Van veel geringere omvang en minder regelmatig is de trek die bij zoogdieren wordt waargenomen. Voorzover deze dieren in kudden leven, zoals olifanten, bisons, antilopen, is het bekend waarom zij trekken: de noodzaak nieuwe voedselterreinen te zoeken verklaart dit afdoende. Hetzelfde geldt voor de trek van knaagdiersoorten, die zich in sommige jaren buitengewoon sterk kunnen vermeerderen; b.v. bij lemmingen komt plotseling een zgn. lemmingjaar, waarin de dieren zich ontzaglijk sterk vermeerderen en bij tienduizenden uit de bergen door de dalen trekken en hier alle akkerbouw vernielen.

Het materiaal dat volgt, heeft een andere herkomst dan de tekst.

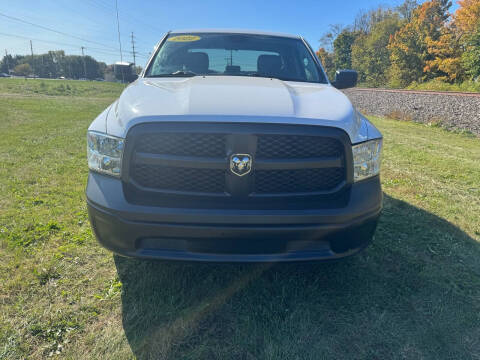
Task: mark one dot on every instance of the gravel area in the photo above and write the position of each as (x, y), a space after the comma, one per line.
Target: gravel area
(451, 111)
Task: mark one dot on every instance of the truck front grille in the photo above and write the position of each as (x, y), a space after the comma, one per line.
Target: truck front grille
(193, 160)
(180, 179)
(297, 181)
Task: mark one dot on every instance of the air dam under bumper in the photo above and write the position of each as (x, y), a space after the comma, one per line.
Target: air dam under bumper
(232, 235)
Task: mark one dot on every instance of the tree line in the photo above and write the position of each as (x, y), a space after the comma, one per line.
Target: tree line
(53, 64)
(413, 42)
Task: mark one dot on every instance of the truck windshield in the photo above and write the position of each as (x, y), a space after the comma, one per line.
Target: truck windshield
(210, 54)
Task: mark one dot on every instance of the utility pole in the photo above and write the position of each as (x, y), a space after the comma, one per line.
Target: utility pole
(133, 51)
(84, 65)
(118, 30)
(6, 59)
(33, 61)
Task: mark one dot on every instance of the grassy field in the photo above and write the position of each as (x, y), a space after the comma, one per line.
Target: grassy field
(437, 85)
(414, 294)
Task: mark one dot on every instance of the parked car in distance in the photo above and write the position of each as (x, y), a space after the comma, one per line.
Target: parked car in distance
(234, 146)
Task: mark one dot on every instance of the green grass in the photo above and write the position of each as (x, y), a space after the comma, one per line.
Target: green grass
(59, 88)
(437, 85)
(414, 294)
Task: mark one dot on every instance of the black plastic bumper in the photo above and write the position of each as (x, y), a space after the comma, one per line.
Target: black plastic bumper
(232, 235)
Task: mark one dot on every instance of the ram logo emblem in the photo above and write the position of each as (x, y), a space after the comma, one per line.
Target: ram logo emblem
(240, 164)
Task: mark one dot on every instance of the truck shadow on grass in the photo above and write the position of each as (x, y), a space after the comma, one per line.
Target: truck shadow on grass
(414, 293)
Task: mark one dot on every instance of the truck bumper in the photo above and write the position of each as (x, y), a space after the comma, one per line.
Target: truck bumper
(232, 235)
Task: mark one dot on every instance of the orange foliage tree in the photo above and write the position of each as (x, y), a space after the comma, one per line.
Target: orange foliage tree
(420, 49)
(467, 17)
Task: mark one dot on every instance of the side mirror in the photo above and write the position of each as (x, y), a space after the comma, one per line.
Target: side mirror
(345, 79)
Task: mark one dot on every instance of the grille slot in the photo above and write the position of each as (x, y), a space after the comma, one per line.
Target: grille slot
(180, 179)
(297, 146)
(189, 144)
(298, 181)
(188, 163)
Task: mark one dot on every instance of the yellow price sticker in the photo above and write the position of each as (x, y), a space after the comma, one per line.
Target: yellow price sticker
(184, 38)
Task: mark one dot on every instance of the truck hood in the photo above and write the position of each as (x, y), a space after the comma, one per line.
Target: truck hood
(232, 99)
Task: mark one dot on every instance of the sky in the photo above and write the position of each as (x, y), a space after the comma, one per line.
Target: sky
(93, 23)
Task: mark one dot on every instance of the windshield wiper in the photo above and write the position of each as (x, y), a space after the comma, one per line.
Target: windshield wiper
(183, 73)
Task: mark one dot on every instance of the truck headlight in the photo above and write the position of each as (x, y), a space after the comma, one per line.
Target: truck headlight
(366, 159)
(105, 153)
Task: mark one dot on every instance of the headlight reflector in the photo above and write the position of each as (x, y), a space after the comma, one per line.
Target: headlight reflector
(105, 153)
(366, 159)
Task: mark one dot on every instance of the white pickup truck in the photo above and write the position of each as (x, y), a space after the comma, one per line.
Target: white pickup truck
(234, 146)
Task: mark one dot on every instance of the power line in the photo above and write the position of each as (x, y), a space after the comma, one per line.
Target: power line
(99, 50)
(130, 19)
(53, 30)
(33, 61)
(6, 59)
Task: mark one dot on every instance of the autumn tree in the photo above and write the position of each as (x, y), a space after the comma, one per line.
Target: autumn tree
(23, 69)
(370, 56)
(471, 55)
(411, 47)
(342, 49)
(467, 16)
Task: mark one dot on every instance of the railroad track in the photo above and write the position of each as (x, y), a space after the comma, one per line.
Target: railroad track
(422, 92)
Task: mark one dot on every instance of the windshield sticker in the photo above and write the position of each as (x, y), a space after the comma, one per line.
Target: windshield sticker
(184, 38)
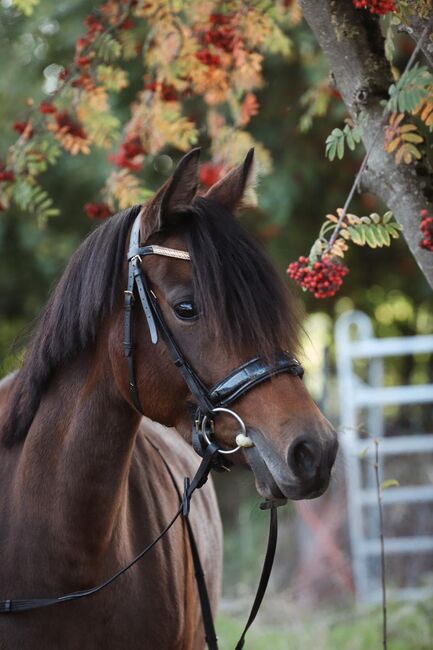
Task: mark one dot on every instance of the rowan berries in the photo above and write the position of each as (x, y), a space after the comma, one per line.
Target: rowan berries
(323, 278)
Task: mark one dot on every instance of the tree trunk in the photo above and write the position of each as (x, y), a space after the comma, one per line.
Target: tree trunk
(352, 41)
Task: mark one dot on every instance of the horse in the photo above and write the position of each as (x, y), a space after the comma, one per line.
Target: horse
(88, 478)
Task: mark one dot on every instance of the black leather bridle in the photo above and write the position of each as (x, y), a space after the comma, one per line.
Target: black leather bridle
(208, 402)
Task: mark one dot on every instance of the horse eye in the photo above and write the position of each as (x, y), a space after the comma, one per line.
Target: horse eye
(185, 310)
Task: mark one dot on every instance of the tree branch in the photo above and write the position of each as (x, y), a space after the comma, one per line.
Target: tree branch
(352, 41)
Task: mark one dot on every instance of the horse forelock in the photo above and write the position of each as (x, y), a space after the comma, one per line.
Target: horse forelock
(236, 287)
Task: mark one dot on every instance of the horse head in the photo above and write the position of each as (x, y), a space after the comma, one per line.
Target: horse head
(223, 304)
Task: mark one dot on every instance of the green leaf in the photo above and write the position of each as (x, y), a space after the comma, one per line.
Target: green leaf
(377, 235)
(369, 236)
(392, 482)
(356, 235)
(26, 7)
(410, 90)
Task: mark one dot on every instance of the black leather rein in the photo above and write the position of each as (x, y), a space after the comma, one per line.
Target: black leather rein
(208, 403)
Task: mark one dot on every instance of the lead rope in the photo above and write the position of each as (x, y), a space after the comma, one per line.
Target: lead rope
(16, 605)
(206, 609)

Ook van sommige vleermuizen is periodieke trek bekend. In één geval wordt daarbij een afstand van ca. 1000 km boven open zee afgelegd om een bepaalde groep eilanden te bereiken. Hoe de dieren zich daarbij oriënteren is raadselachtiger dan bij vogels; immers vleermuizen zien zéér slecht (echolokalisatie). Bij insekten kent men eveneens trek, b.v. bij de treksprinkhaan, die de gevreesde sprinkhanenplaag veroorzaakt. Merkwaardig is ook het trekken van de trekmieren, o.a. in Afrika, die in miljoenenlegers oprukken en alles wat leeft aanvallen en vernietigen. Tenslotte het trekken van vlinders: er zijn soorten, die b.v. in Nederland en België gewoon zijn, maar die hier toch telkens ’s winters te gronde gaan en die ieder jaar opnieuw uit zuidelijker streken naar onze landen trekken.

LITT. A.Fehringer, Dierentrek (1960).

MILITARIA

Doordat een projectiel iets groter is dan de kleinste binnenmaat (tussen de velden) van de loop van een vuurwapen of een vuurmond, wordt het projectiel bij het afvuren gedeeltelijk in de trekken gedrongen. Het gaat hierdoor een draaiende beweging (rotatie) om de lengteas maken, wat de stabiliteit en dus ook de snelheid ten goede komt. Een loop voorzien van trekken heet getrokken loop, terwijl een gladde loop geen trekken en velden bezit. Afgezien van de meeste mortieren heeft vrijwel elk modern vuurwapen en stuk geschut een getrokken loop.